Anwohner in Remshalden-Hebsack wollen den Bau einer Anschlussunterbringung für Flüchtlinge verhindern. Die Verwaltung der Kommune hat im Gemeinderat Vorwürfe der Bürger mit Fakten widerlegt. Einige Anwohner gehen juristisch gegen das Projekt vor.

Remshalden - Der vielleicht wichtigste Satz der Sitzung fiel am Schluss: „Ich möchte mich dafür bedanken, dass Sie die richtigen Fakten auf den Tisch gelegt haben, damit nicht über den Umweg Hochwasser Stimmung gegen das Flüchtlingsheim gemacht wird“, sagte der CDU-Gemeinderat Wolfgang Läpple. Davor hatte sich die Verwaltung Punkt um Punkt einen Flyer vorgenommen, in dem die „Freien Bürger Remshalden“ darlegen, warum der Bau einer Anschlussunterbringung für Flüchtlinge in Hebsack gestoppt werden sollte – mit diesem Schreiben laden die Freien Bürger zu einer Infoveranstaltung am 1. Juni um 19.30 Uhr in das örtliche Hotel Lamm ein.

 

Die Baugenehmigung für die zwei Häuser an der Wilhelm-Enßle-Straße ist im November erteilt worden, Bauherrin ist die Kreisbaugesellschaft. Anwohner haben daraufhin im Dezember einen Eilantrag beim Verwaltungsgericht Stuttgart eingereicht, um den Bau zu verhindern. Laut der Pressesprecherin und Verwaltungsrichterin Ulrike Zeitler wird eine Entscheidung im Juli erwartet. Die Anträge bezögen sich vor allem auf drei Punkte: eine Gefährdung des Hochwasserschutzes, die mangelnden Ausgleichsmaßnahmen und die Privilegierung von Flüchtlingsheimen, die auch dort gebaut werden dürften, wo sonst keine Bebauung zulässig sei.

Keine größere Gefahr für Hochwasser

Tatsächlich liegt das Grundstück zum Teil in einem Gebiet, das laut Hochwassergefahrenkarte bei einem hundertjährlichen Hochwasser (HQ100) betroffen wäre. „Deswegen sind die Hürden für eine Ausnahmegenehmigung sehr hoch“, sagte Remshaldens Bürgermeister Stefan Breiter in der Sitzung des Gemeinderates. Allerdings wird in unmittelbarer Nähe eine Mulde gegraben, um Retentionsraum und einen Ausgleich zu schaffen – durch den Bau selbst werde die Gefahr bei Hochwasser also für die Anlieger nicht größer. Zudem stellte Dieter Schienmann, der Bauamtsleiter, klar, dass die in dem Flyer veröffentlichte Zahl von 240, 50 Meter über Meereshöhe, auf die der Pegel bei einem HQ100 angeblich steigen würde, nicht stimme: „Diese mag eventuell für ein extremes Hochwasser oder für einen anderen Abschnitt im Remstal zutreffen.“ Richtig sei, dass bei einem HQ100 von einer Pegelhöhe auf 239,90 Meter über Null ausgegangen werde. Und damit liege diese auch nicht wie in dem Flyer geschrieben bei 69 Zentimeter über dem Niveau der Wilhelm-Enßle-Straße, sondern drei Zentimeter darunter.

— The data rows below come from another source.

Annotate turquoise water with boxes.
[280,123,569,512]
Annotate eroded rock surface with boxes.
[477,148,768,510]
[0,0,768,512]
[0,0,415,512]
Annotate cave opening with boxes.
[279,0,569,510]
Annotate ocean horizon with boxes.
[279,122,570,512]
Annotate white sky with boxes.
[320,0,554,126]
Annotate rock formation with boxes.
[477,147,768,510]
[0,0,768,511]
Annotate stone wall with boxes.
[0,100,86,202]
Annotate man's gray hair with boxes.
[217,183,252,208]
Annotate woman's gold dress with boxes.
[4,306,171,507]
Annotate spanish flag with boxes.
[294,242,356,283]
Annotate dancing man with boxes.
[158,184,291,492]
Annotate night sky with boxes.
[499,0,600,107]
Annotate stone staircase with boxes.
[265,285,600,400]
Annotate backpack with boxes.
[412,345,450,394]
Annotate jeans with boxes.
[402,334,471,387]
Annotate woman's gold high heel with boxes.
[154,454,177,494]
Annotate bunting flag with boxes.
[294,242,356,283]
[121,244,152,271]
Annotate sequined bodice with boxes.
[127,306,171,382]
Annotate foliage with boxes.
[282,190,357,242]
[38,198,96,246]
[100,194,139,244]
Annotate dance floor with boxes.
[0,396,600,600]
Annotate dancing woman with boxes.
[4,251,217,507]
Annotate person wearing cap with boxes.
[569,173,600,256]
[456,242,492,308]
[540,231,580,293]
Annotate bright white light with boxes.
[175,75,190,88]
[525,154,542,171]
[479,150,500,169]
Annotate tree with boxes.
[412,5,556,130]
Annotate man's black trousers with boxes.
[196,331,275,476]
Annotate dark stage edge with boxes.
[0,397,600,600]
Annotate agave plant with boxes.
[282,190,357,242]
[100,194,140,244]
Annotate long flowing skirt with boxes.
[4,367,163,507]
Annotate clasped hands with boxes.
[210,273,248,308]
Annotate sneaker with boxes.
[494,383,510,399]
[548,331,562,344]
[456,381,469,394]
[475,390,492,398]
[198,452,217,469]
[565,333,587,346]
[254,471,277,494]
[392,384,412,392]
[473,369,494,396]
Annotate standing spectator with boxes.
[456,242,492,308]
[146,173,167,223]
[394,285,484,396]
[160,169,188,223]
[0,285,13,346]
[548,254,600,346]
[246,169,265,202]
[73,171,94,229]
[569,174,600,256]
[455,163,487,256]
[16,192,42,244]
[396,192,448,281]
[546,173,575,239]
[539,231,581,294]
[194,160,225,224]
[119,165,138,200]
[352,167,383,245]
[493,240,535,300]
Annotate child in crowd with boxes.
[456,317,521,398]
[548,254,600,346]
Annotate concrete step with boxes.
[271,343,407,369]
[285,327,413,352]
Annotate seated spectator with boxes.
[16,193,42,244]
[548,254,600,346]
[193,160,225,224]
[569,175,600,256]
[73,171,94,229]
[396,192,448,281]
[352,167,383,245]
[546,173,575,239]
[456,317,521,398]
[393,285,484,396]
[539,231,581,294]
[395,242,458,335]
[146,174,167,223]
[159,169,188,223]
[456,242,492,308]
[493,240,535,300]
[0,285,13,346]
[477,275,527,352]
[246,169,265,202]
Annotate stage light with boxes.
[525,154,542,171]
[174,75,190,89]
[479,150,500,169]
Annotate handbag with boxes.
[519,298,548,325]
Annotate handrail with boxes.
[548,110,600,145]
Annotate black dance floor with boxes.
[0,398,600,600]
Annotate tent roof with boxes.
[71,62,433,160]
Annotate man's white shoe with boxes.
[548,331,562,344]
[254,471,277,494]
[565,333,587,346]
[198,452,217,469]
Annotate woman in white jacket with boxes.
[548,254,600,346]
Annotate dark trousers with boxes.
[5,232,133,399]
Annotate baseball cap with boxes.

Zusätzliche Kapazitäten werden dringend gebraucht

Auch andere Vorwürfe wurden entkräftet. So wolle man mitnichten die Flüchtlingskrise dazu nutzen, um gemeindeeigenes Land in Bauland zu verwandeln. Zum einen sei das Grundstück schon im Flächennutzungsplan 2020 als Wohnbaufläche enthalten. „Zudem hat der Gesetzgeber in dieser Sondersituation die Möglichkeit eröffnet, auch im Außenbereich zu bauen“, sagte Dieter Schienmann. Leerstände in anderen Unterkünften in Remshalden seien nicht zu erwarten, vielmehr gebe es auch mit dem neuen Heim zu wenig Plätze: „Das Thema ist nicht beendet“, sagte der Kämmerer Holger Mayer. Die Gemeinde halte auch bewusst ein bis zwei Wohnungen für Obdachlose frei: „Da haben wir eine Aufnahmepflicht.“ Dass die Gemeinde angebotene Wohnungen abgelehnt habe, stimme nicht – von den fünf Angeboten seien einige zurückgezogen worden, andere Eigentümer hätten überzogene Mieten verlangt. Auch habe man nicht vorgehabt, die anderen Heime zu vernachlässigen, die Grundstücke zu verkaufen und damit den Bau der neuen Anschlussunterbringen zu finanzieren. „Wir haben mehr als 164 000 Euro in die bestehenden Unterkünfte investiert“, sagte Mayer.